At that moment, my father was Speaker of Parliament. On the night of the coup, he stood outside the locked parliamentary building and declared openly that a coup d’état had taken place. He worked relentlessly to build a peaceful, broad coalition against the slide into authoritarianism. For this, he became a primary target.

He was arrested on 17 April 2023. With the judiciary purged and brought under presidential control, courts became instruments for persecuting critics. Opposition leaders, judges, journalists, academics, unionists, activists and ordinary citizens have faced fabricated charges in sham trials, often conducted remotely, hidden from media scrutiny, and dependent on anonymous witnesses. My father has now been convicted in three politically motivated cases and sentenced to a cumulative 41 years in prison—without ever being tried for the allegation used to justify his initial arrest.

This is the tragic portrait of Tunisia today: a nation once lauded for its democratic courage now suffocated by repression, its hopes extinguished by a personalised autocracy that manufactures enemies—from “corrupt politicians” to desperate sub-Saharan African migrants scapegoated through toxic xenophobia.

Yet repression is also a sign of fear. Saied’s inability to govern, his refusal to engage in dialogue, and his divisive rhetoric have left him increasingly isolated. Four years after the coup, nearly every major political party and civic organisation—despite profound differences—rejects his authoritarian imposition. They understand a crucial truth: that no matter how imperfect a young democracy may be, its problems cannot be solved by destroying democracy itself.

Today, our prisons contain some of the most courageous defenders of that principle. Ten days ago, leading leftist academic and National Salvation Front co-founder, Jaouhar Ben Mbarek, began a hunger strike to protest his unjust imprisonment and the denial of his right to attend his own trial. His health has deteriorated to a life-threatening point. On 7 November, in solidarity, fellow political prisoner Issam Chebbi and my 82-year-old father joined the strike. And beyond prison walls, young Tunisians in Gabes, Sidi Bouzid, Sfax and elsewhere continue to protest for dignity, bread and freedom.

Their struggle is intertwined with others across the world. They draw strength from South Africa’s historic fight against apartheid and from the steadfastness of the Palestinian people, who remind us daily that no force can extinguish the human demand for freedom. Meanwhile, Arab dictatorships’ complicity and silence in the face of the Gaza genocide reveal the deep rot of authoritarianism. In sharp contrast, South Africa—shaped by its own recent liberation—has stood firmly with the Palestinian people.

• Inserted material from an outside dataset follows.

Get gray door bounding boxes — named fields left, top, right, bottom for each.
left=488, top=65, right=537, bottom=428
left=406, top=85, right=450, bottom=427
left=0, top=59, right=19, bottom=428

In an age marked by democratic retreat, South Africa’s moral leadership matters. Tunisia’s crisis is not merely a domestic tragedy. It is a continental warning. African democracies must stand together—because the struggle for freedom and dignity is universal, indivisible, and always shared.

Only in solidarity can we ensure that the democratic dream Tunisia once embodied is not lost forever.

Yusra Ghannouchi is a Tunisian-British researcher and commentator. She holds a master degree in astrophysics, and a PhD from the School of Oriental and African Studies, University of London, on gender, religion and reform. She was the international spokesperson for the Tunisian Ennahdha Party and a member of its External Relations Committee.